Well, not to say that rape isn’t a heinous act. But the way people react to it isn’t as simple as to instantly loathe the person who did it. Many rapists are known to the victim – many victims are in relationships with their rapists, romantic or otherwise. Often, the rape is not the only interaction that the victim will have with the rapist, and there can be a lot of emotions tied up with that person that go beyond anger, violation, or anything else that the rape might instill; maybe love, affection, security, fondness. And those feelings are not negated by the assault, but rather become tied up with it. And, as far as I’m aware, Orange is the New Black is the first show to really explore that fact.


I understand why people are uncomfortable with this storyline, because it’s not the one we’ve been fed by other media – the one that defines what a rape victim should be and how they should act, the “ideal” victim of an assault. But in reality, there just isn’t one. To suggest that this plot is unrealistic is to suggest that people who react to their rapists with anything other than disdain, anger, and even violence are somehow doing it wrong. It invalidates the experiences of people who remained in relationships with their rapists, who perhaps took a while to realize they’d been assaulted, who still had positive emotions and memories tied up with the person who did that to them. It says that victims of rape are one thing and one thing only, and ignores those people who don’t fit into the narrative – and that’s a pretty large section of that demographic to be dismissing. Similarly, by characterizing Coates as a normal guy  it picks at the notion that someone who commits rape is obviously evil, and that rapists can seem like otherwise decent people as opposed to the cartoon villains they’re so often depicted as.

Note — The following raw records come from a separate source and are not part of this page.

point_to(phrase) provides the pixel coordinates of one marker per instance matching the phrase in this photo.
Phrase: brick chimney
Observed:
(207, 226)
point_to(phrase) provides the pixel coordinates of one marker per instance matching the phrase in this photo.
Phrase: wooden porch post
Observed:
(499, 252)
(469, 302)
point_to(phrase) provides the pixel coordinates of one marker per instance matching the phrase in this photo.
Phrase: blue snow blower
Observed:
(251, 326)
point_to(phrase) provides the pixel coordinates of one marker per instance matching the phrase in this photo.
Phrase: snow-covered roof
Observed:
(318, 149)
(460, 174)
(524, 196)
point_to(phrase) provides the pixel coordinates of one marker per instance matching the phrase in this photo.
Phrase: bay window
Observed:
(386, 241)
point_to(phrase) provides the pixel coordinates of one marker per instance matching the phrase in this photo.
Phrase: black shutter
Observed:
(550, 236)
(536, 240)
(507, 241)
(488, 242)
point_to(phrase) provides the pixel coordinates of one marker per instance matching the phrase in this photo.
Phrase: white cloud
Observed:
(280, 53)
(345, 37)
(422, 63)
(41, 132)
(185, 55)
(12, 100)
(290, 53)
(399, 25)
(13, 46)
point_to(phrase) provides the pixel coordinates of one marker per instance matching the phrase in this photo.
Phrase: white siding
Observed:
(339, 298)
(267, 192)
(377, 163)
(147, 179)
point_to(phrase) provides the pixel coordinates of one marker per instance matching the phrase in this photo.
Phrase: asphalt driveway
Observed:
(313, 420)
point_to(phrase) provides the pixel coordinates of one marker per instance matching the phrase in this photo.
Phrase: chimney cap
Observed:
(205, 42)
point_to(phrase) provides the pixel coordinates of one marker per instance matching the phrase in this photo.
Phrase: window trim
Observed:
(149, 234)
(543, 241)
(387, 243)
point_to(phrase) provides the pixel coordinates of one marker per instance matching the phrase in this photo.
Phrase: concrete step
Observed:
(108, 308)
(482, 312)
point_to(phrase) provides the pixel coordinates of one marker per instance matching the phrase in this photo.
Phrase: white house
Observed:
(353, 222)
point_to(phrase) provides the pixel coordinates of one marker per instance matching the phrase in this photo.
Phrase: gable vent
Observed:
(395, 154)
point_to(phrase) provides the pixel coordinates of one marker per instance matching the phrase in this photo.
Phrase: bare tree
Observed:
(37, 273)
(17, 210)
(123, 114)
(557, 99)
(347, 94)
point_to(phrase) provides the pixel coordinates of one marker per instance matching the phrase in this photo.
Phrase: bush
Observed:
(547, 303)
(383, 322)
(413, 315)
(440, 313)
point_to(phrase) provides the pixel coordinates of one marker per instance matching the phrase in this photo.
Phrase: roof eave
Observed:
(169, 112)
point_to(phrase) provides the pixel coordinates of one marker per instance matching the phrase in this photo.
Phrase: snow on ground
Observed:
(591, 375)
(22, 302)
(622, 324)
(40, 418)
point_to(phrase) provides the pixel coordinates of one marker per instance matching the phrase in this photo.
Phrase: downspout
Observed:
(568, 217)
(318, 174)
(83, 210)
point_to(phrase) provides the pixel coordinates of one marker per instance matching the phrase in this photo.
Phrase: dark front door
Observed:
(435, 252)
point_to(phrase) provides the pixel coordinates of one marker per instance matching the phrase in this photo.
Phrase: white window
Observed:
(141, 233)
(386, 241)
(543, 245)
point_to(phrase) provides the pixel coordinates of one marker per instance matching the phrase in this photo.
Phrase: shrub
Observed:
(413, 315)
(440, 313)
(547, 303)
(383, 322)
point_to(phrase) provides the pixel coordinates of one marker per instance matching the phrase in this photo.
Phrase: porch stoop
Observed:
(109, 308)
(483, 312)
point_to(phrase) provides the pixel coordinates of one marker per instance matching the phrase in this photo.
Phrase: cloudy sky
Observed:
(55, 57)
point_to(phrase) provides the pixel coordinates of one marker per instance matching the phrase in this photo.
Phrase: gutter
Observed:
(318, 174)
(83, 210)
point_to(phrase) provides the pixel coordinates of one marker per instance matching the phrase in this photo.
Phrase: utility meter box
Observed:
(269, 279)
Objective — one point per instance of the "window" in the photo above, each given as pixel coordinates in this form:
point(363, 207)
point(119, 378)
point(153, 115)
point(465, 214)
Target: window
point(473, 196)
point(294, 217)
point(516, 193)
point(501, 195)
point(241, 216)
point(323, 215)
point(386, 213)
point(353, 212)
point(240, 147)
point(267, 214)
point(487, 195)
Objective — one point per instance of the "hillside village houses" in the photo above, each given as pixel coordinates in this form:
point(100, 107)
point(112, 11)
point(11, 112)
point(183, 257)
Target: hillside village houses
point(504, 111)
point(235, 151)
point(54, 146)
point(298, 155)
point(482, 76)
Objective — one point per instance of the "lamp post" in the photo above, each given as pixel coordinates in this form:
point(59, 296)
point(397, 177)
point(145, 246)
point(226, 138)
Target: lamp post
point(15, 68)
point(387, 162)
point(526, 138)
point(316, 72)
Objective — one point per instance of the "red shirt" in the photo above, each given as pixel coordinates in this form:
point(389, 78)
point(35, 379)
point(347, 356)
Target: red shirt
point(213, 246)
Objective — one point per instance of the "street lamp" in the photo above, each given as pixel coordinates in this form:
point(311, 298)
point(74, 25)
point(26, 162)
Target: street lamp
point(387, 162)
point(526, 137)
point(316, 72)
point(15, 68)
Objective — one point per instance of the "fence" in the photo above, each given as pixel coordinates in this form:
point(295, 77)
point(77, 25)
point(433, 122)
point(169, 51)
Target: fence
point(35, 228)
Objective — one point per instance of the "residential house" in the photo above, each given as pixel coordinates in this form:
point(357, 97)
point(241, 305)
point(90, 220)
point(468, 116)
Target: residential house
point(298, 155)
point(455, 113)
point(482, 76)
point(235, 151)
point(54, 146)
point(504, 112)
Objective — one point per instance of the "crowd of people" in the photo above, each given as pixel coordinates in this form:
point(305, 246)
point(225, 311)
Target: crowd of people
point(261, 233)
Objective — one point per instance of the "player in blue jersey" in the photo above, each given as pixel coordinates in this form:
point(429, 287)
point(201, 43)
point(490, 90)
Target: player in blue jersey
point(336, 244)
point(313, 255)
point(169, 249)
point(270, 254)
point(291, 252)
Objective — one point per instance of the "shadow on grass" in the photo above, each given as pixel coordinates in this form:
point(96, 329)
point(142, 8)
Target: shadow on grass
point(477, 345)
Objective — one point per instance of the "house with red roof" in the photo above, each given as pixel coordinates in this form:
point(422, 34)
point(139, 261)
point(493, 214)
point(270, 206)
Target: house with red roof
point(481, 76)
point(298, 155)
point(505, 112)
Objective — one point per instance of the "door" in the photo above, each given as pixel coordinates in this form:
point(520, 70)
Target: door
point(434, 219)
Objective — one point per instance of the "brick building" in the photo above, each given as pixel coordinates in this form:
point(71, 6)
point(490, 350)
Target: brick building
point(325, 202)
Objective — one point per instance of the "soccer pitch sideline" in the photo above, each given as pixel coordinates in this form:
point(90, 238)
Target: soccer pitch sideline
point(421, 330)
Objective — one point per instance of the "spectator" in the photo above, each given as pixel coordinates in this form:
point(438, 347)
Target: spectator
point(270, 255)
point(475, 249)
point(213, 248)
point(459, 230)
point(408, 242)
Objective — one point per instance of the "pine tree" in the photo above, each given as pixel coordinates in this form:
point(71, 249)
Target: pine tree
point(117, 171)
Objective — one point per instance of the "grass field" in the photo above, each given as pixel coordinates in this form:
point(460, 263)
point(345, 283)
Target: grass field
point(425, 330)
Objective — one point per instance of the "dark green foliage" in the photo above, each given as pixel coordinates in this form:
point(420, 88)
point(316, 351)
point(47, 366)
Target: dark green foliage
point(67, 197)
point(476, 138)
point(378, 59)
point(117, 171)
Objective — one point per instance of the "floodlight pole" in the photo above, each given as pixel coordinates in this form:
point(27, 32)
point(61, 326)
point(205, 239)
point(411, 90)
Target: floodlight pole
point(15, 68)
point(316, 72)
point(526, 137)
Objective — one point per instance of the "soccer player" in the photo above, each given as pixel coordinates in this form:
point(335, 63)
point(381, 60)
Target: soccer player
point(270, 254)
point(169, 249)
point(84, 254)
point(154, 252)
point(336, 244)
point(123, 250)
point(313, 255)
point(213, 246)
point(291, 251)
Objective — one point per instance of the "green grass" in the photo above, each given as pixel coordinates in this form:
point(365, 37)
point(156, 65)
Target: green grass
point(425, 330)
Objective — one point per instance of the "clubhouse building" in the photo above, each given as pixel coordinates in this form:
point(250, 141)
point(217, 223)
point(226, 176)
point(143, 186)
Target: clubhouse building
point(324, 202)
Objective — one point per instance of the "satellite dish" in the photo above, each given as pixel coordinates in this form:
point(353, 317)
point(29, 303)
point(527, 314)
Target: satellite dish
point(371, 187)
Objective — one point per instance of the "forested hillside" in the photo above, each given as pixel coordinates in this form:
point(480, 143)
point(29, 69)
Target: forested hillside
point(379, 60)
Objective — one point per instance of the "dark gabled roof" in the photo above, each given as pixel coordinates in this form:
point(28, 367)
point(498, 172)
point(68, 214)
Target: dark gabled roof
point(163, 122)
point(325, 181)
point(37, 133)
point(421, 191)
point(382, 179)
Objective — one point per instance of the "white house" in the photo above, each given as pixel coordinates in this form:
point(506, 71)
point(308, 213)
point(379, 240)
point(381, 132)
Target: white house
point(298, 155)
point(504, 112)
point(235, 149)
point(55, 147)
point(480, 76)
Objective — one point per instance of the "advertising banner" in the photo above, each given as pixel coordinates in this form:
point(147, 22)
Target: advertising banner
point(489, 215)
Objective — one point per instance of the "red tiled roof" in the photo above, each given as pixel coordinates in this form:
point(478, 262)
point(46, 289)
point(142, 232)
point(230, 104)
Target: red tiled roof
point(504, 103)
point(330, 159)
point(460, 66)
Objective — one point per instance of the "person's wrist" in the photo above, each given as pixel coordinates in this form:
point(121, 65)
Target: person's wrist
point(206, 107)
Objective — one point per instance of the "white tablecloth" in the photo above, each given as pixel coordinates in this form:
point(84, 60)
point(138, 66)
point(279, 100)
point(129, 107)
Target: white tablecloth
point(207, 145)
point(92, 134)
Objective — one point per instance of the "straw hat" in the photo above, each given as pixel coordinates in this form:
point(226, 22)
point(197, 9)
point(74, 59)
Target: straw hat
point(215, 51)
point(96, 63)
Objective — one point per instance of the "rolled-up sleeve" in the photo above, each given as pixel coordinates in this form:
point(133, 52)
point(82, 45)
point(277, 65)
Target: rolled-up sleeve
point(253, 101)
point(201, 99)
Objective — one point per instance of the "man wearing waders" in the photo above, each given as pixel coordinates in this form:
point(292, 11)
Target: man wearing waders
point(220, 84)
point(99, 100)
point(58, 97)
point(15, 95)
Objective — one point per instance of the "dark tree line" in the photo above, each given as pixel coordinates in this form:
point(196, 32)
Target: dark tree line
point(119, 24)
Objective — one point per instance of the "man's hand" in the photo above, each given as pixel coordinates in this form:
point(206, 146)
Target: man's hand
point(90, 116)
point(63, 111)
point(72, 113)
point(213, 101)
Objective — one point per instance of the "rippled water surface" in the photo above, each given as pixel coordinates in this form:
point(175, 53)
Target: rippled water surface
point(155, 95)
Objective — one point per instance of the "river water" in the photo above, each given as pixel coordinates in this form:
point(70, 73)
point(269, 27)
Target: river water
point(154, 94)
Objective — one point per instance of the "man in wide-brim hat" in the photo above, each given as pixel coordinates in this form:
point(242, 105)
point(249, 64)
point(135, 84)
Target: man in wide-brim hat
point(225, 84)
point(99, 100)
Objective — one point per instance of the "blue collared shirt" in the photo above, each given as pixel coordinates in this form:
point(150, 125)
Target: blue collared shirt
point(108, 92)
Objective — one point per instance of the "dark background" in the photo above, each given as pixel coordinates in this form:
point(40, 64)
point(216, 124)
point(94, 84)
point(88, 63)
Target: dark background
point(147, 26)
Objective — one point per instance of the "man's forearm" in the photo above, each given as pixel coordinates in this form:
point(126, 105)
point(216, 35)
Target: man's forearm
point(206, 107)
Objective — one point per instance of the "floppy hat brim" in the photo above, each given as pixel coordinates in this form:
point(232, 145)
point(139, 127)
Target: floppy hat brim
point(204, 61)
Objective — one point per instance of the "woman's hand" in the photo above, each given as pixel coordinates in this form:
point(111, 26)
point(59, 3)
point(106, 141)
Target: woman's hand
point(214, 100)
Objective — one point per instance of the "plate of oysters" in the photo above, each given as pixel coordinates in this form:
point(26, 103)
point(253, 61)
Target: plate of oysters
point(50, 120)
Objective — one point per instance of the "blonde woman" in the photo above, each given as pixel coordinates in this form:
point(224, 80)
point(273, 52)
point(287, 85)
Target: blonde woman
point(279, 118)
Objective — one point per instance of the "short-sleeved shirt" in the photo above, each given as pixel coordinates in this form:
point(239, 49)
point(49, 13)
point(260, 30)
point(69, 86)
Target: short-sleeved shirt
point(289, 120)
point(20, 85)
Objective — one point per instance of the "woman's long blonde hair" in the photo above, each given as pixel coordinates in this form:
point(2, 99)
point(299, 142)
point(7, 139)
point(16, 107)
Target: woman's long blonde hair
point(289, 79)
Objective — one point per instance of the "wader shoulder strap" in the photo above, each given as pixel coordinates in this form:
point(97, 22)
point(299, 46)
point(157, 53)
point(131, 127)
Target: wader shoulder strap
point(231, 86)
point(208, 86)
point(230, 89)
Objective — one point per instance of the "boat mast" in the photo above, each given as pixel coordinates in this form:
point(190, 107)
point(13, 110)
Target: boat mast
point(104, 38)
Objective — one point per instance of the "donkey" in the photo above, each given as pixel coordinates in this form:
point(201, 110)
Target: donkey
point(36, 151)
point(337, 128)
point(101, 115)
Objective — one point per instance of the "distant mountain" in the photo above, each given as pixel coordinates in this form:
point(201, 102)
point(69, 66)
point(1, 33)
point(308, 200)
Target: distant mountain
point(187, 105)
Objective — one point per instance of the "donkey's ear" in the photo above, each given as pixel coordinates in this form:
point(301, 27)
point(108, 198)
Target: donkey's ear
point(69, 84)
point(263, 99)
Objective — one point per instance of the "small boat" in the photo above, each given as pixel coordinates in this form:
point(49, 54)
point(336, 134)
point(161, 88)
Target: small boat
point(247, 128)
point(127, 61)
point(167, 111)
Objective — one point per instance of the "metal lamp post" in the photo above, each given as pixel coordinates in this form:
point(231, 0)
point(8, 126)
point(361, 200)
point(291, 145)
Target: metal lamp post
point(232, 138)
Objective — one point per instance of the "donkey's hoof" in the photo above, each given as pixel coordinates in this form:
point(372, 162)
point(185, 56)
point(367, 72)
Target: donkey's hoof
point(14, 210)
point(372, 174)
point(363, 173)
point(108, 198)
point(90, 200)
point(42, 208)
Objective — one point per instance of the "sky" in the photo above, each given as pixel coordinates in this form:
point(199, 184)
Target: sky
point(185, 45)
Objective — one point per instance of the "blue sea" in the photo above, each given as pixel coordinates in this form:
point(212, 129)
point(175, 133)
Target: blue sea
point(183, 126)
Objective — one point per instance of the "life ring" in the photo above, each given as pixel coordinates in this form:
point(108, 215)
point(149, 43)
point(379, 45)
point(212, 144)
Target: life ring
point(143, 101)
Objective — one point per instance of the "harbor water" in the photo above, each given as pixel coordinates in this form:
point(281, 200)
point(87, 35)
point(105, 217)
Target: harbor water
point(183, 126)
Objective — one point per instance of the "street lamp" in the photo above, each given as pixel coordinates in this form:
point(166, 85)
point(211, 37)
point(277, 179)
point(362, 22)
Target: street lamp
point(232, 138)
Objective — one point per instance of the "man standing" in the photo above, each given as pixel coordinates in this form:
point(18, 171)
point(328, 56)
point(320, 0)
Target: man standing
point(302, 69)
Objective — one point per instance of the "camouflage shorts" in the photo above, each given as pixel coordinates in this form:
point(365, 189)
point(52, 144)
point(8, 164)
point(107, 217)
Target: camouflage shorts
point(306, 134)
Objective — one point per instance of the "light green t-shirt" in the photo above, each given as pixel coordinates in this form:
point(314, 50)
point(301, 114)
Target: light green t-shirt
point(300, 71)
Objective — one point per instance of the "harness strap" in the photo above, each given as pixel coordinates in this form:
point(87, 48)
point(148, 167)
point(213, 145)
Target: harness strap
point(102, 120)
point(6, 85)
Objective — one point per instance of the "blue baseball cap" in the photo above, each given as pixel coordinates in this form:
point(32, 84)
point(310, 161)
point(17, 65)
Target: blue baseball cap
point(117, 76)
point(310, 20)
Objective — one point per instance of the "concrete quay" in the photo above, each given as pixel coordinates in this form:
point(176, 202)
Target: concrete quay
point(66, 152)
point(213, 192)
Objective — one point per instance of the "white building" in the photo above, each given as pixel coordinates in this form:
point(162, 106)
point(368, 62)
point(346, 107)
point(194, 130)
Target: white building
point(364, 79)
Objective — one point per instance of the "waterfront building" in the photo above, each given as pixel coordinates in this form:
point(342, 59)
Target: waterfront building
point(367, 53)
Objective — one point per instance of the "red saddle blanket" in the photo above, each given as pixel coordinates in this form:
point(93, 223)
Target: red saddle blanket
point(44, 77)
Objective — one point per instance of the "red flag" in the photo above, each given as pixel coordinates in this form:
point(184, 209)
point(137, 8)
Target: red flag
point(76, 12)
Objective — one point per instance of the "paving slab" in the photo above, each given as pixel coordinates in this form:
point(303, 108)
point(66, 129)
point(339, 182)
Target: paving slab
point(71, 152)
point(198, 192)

For me, the Doggett/Coates plot is important because it doesn’t lighten to impact of rape but does explore the nuances of what being a survivor of rape actually means. And yes, that makes for some uncomfortable, odd viewing – but it opens up the stories we tell about rape into something more nuanced than simply “sexual assault is a bad thing and therefore everything surrounding it is unarguably negative”. And any way that we can open up the way we treat rape, consent, and the people affected by it is a good thing.